Yastığıma azıcık daha sarıldım. Ne ara yastığım bu kadar sert olmuştu? Elimi yumruk yapıp yastığıma vurdum. Elimin altında ki şey kıpırdandı. Kaşlarımı çatıp gözlerimi açmaya çalıştım. Güneş ışınları gözüme hücum edince yüzümü buruşturup gözlerimi sıktım. Ne diye hemen gözlerimin içine girmeye çalışıyorlar ki? Gözlerimi yavaş yavaş açtım. Karşımda Berke'yi görmemle çığlık atarak geriye gittim ve yere düştüm.
"Ah! Bir daha oturamayacağım sanırım!" Berke yavaşca gözlerini açtı.

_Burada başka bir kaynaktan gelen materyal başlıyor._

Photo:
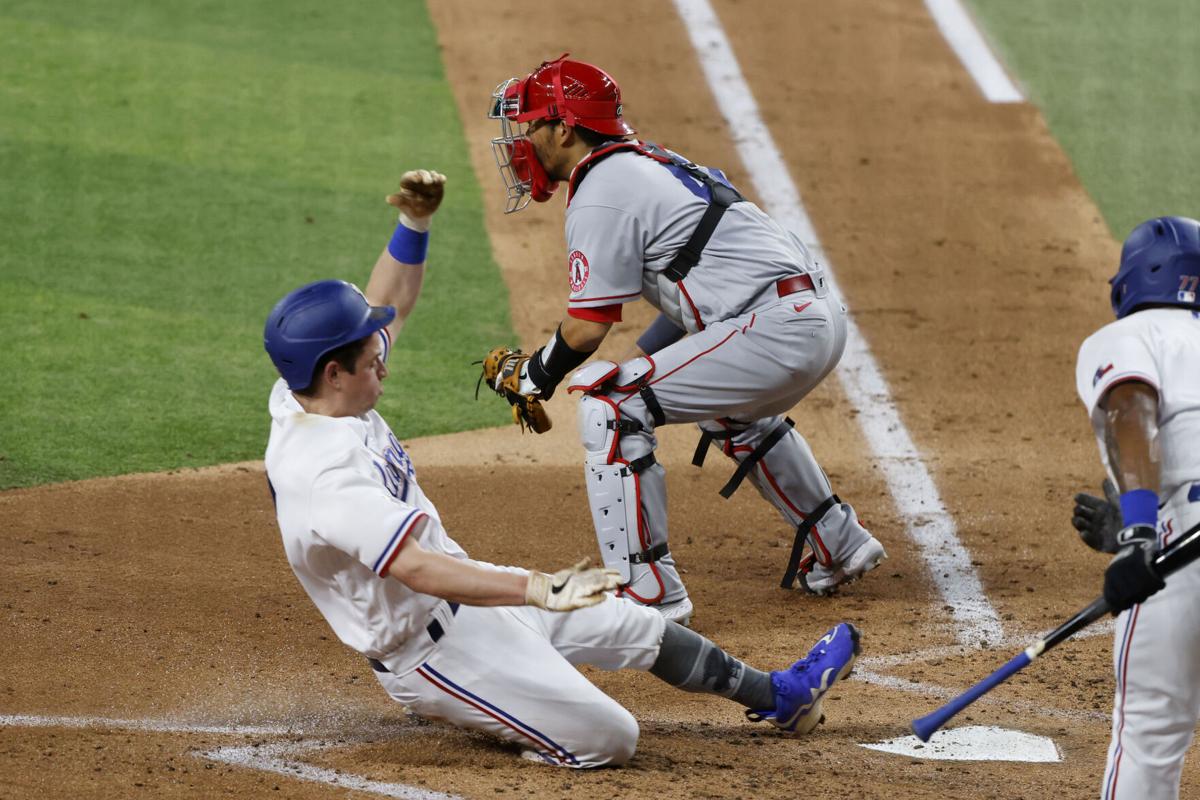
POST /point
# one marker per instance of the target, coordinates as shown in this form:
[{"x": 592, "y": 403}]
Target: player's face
[
  {"x": 543, "y": 136},
  {"x": 363, "y": 389}
]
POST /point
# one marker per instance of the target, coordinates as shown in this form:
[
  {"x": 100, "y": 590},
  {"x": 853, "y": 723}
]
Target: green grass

"Ne sakar şeysin sen. Bu yaşa kadar yaşadığına şükret bence." dedi ve kıçını dönerek uyudu. Kafasının altındaki yastığıma yapışıp çekmeye başladım. Tabi oda hemen yapıştı yastığıma(!).
"Ya bıraksana yastığımı!"
"Peki." dedi ve yastığı bıraktı. Bende toparlanamadığım için tabikide düşmüştüm.
"Ara sıra insan olmayı dene!" dedim ve koluna yapıştım.
"Çık odamdan!" ayağa kalktı, yastığımı kucağına alıp sarılarak yürümeye başladı. Ay çok tatlı gözüktü yalnız şuan. Böyle dağınık saç, tam açılmayan gözler, uykulu bir surat, yastığa sarılan kollar. Hayal ettiniz mi? Bence çok tatlı. Oda kapımın açılma sesiyle düşencelerden kurtulup oraya doğru koşmaya başladım.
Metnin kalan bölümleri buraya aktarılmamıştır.